The good news is that you don’t have to.

A big misconception about fitness is that you need to spend massive amounts of time sweating away on treadmills and lifting weights if you want to be in shape. I was not always immune to this idea. Sometimes my workouts would last over three hours per visit, and I thought that I was doing well.

Fortunately, I learned my lesson, and it has improved my own fitness, as well as enabled me to become a better personal trainer. My clients and group exercise participants will attest that 30-minutes is all it takes to devastate your muscles and torch your lungs.

Most of us spend more than 30 minutes staring into space every day, so there really is ample time to stay on top of your health.

Staring into space is a huge waste of time that could be spent exercising, but it isn’t alone. Many people waste copious amounts of time in the gym that could otherwise be spent exercising.

One of the biggest wastes of time in the gym is spent resting between sets. That alone can turn 30 minutes of exercise into three hours of gym time.

That doesn’t mean that I am suggesting rest should be taken entirely out of the equation.  

Rest is very important to exercise, but that doesn’t mean you need to sit around idly while you give your burning muscles time to recover.  

You can capitalize on the need to recover from an upper body exercise by super-setting it with a lower body exercise. While your upper body rests between sets, your lower body is working and vice versa.

That technique is known as peripheral heart action and keeps you working hard, even while you allow muscles to recover.

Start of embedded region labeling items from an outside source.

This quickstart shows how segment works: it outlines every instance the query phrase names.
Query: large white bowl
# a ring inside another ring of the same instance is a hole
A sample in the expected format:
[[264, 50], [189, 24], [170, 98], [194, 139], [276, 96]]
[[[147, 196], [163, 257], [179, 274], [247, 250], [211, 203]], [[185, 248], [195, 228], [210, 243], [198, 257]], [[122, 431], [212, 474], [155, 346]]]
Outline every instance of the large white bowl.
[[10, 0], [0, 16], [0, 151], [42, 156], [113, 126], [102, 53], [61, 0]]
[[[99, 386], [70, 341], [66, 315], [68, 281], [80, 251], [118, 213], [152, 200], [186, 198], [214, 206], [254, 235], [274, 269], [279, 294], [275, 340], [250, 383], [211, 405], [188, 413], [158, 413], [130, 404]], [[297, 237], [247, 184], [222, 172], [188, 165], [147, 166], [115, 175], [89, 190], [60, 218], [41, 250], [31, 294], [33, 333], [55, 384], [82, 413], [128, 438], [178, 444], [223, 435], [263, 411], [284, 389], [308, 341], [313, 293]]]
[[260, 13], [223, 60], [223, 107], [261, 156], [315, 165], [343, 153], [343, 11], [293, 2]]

You can incorporate peripheral heart action into your workout by setting a timer for 10 minutes and then selecting two or three upper and lower body exercises. Once you start the clock, don’t stop exercising until the timer goes off.

When you perform 10 repetitions of one exercise, quickly transition to the next and keep going. Try to get through as many rounds as possible until the time has expired.

When that superset is complete, do another with a new set of exercises. Three supersets like this will allow you to get in a full body workout that will have your muscles screaming at you.

It will be hard. You will feel your heart pounding and your lungs will burn. But that is the whole point, isn’t it?

If it doesn’t challenge you, it doesn’t change you. If it doesn’t change you, what is the point?

Too many people work out until they are uncomfortable and then stop until the burning subsides and they can breathe easy again. That leads to long, worthless gym sessions.

It is what you do after the burn sets that matter most. Keep working, keep burning and pushing. You will shorten your workout and get so much more out of it.

Cardio is also an enormous source of wasted time. An hour of steady state exercise may leave you feeling exhausted, but the metabolic boost you receive will be minimal and goes away as soon as you step off the treadmill.

Ten to fifteen minutes of high-intensity interval training, HIIT, will torch your lungs and supercharge your metabolism in a manner that steady state cardio simply can’t do. Those short bursts of intense exercise will have you burning calories at a high rate for many hours, after you have left the gym.

When HIIT is combined with efficient peripheral heart action workouts, you can get incredible results from 30-minute excursions to the gym.

Needless to say, if you are looking for big results, don’t worry about spending more time in the gym. Just spend better time in the gym. Challenge yourself to push against your limits and then go about the rest of your day. Workout to enhance your life instead of enslaving your life to your workout.